A Michigan father wants people to know "there are still real-life superheroes in this world" after a police officer's random act of kindness recently brought him to tears.
LaVonte Dell told ABC News today he was driving in Westland, Michigan, this past Monday afternoon when he "suddenly saw the red and blue lights" behind car. The 28-year-old dad said his "heart dropped to his stomach" and that he was "so sure" he was going to get a costly ticket because of his vehicle's tinted windows.
But what happened next "completely surprised me," Dell said.

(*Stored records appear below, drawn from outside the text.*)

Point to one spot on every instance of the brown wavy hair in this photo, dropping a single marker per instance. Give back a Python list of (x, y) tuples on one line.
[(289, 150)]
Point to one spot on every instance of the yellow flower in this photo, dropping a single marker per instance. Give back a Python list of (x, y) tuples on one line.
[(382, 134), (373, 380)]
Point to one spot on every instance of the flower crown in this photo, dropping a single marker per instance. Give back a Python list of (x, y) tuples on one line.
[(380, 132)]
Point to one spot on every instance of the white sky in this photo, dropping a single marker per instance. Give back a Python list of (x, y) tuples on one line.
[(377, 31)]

"The officer told me why he pulled me over, which I had predicted, and then he also noticed my 3-year-old in the back wasn't in a car seat," Dell said. "He asked me to step out of my vehicle to talk to him, and I was just so scared thinking this couldn't be good."
But rather than issuing him a ticket, Dell said the cop -- whom he later learned was Officer Joshua Scaglione with the City of Westland Police Department -- took the time to listen to his story and then made "a generous offer."
"The dad teared up a little and explained how he didn't have the money to afford a car seat right now and that he had been running into some tough times," Scaglione told ABC News today. "So I said, 'Hey, could you follow me to Walmart?' and he was a little shocked and asked me, 'For what?' I told him I'd be more than happy to buy the car seat for him."
Dell said "he still couldn't believe it" when the two of them were shopping around in Walmart and getting to know each other better.
"He purchased one for me, and it was pink, which is my daughter's favorite color," Dell said. "It has butterflies and she loves it."
Though Dell didn't catch Scaglione's name or number before parting ways, he was reunited with the officer on Wednesday after his Facebook post about the incident went viral in the area.
Dell said he hopes that people who hear his story "learn to never judge a book by its cover" and "realize there are still good people out there going above and beyond to protect you and make sure you're still alright."
Scaglione said he was just doing his job and asks anyone uplifted by the story "to just pay it forward."
"You know, a ticket doesn't help all the time," the officer said. "I've been in a tough situation like this guy before. I figured it'd be better to help him out and just raise more awareness about car safety rather than give him a ticket that would dig him deeper in a hole and make things worse for him.